News from the Financial Associated Press on December 14 (edited by Xiaoxiang)At 3 o’clock in the morning on Thursday (December 15th), Beijing time, the eyes of the global financial market will undoubtedly focus on the headquarters of the Federal Reserve in Washington again. With the latest summary (SEP) and interest rate dot plot, there will be a press conference in half an hour at 3:30.

This meeting obviously has many special meanings for the Fed itself and the global capital market:In the past nine months, Powell’s Fed has continued to raise interest rates at the fastest pace since the 1980s, triggering a series of sharp losses across markets. The December interest rate meeting at the end of the year is being regarded by many Fed officials and market participants as a potential turning point for the Fed to raise interest rates aggressively.

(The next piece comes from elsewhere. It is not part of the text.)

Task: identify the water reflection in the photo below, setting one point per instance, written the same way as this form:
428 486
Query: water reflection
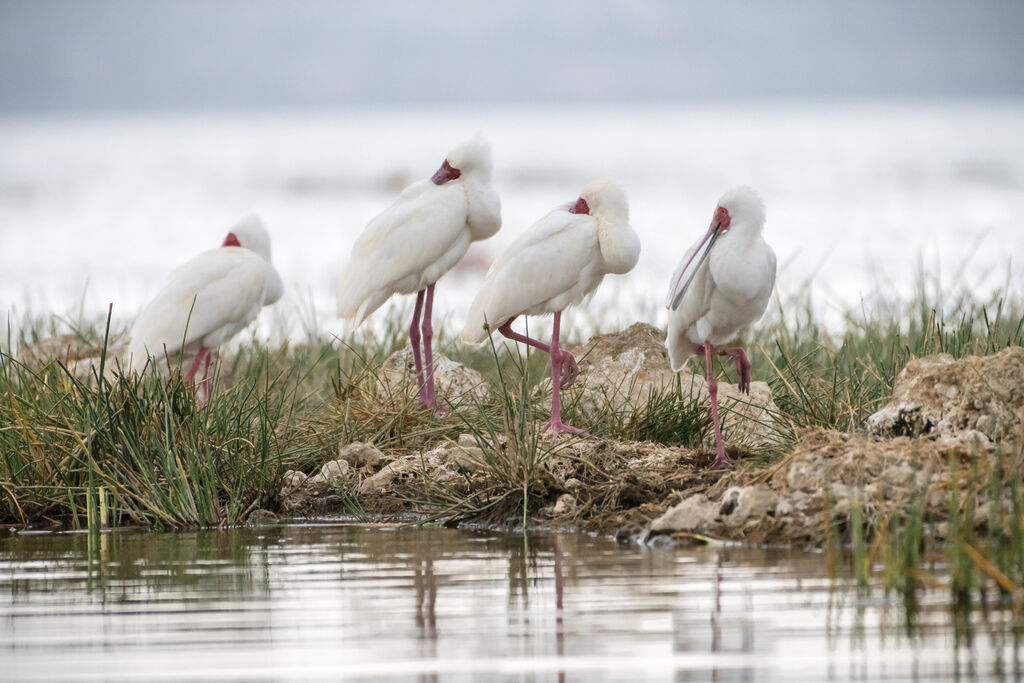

Before this week’s Fed rate meeting, Nick Timiraos, a well-known reporter known as the “New Fed News Agency”, once divided the Fed’s current tightening cycle into three stages, which may also be the best interpretation of the current market environment:

The first phase refers to the phase in which the Fed raises interest rates rapidly and sharply from zero to fight inflation, which is the scenario that investors have seen in the past few months.Last year, Fed officials headed by Powell generally underestimated inflationary pressures, which forced them to make amends this year – the past four interest rate meetings have announced a 0.75 percentage point increase in interest rates. The last three interest rate hikes have won the unanimous support of members of the Federal Open Market Committee (FOMC).

The second phase is what Fed officials are expected to enter tonight – a slower pace of rate hikes.At the interest rate meeting at the beginning of last month, the Federal Reserve proposed for the first time that when determining the future target interest rate, the committee will consider the cumulative effect of monetary policy and the lagged impact of economic activities and inflation. This is also interpreted by the outside world as a signal that the radical policy is approaching the end .

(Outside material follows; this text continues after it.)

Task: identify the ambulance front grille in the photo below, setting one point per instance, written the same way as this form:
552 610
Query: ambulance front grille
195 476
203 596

As for the third phase, it is expected by most Fed officials to appear in the spring or summer of next year.— That is, the Federal Reserve will keep interest rates at a relatively high level that cannot be determined at present, until the inflation rate smoothly falls back to the 2% target.

By understanding the division of these three stages, you may be able to understand the significance of this week’s Fed rate meeting:Tonight’s interest rate meeting will not only be a key transition between the first phase and the second phase, but also likely to reveal how long the second phase of this cycle of interest rate hikes will last and how high the peak interest rate will rise. And whether the Fed really intends to maintain its long-term commitment to Phase 3, thereby extinguishing the market’s current growing expectations of a rate cut next year…

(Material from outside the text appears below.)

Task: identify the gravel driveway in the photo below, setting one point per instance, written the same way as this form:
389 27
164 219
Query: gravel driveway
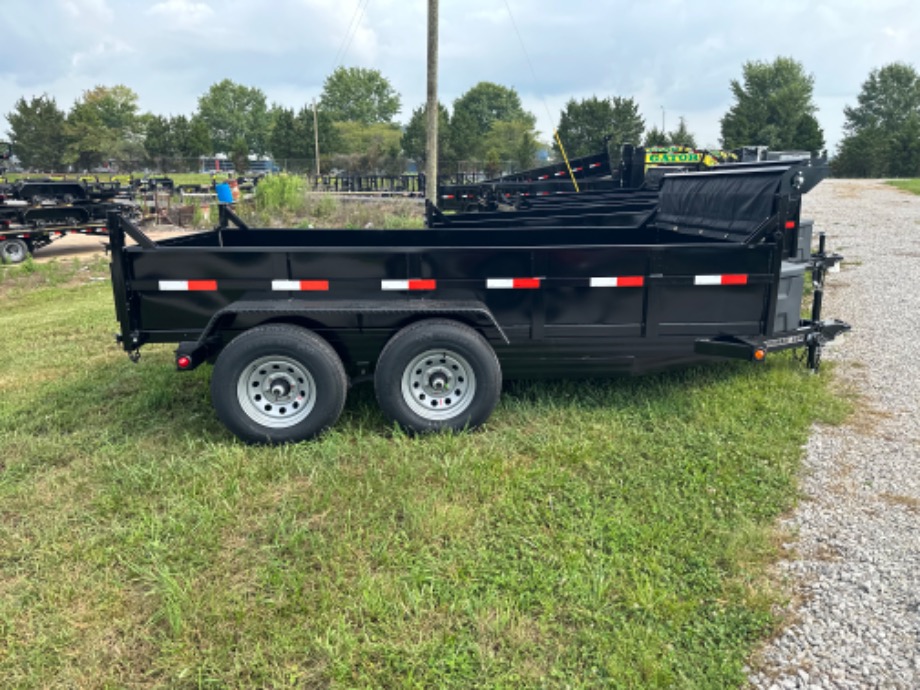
855 617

Therefore, in response to tonight’s Fed’s year-end closing interest rate drama, the Financial Associated Press has listed the following core points for investors to refer to before the arrival of this major risk event that may detonate the global market:

What to watch ①: The pace of the Fed’s interest rate hike will be “slowed down” tonight

How much the Fed will raise interest rates tonight is actually the least suspenseful part of this interest rate night – CME Group’s latest Fed Watch tool shows that the Fed announced a 50 basis point rate hike to 4.25%-4.50% at the December meeting The probability is 79.4%, while the probability of raising interest rates by 75 basis points is only 20.6%.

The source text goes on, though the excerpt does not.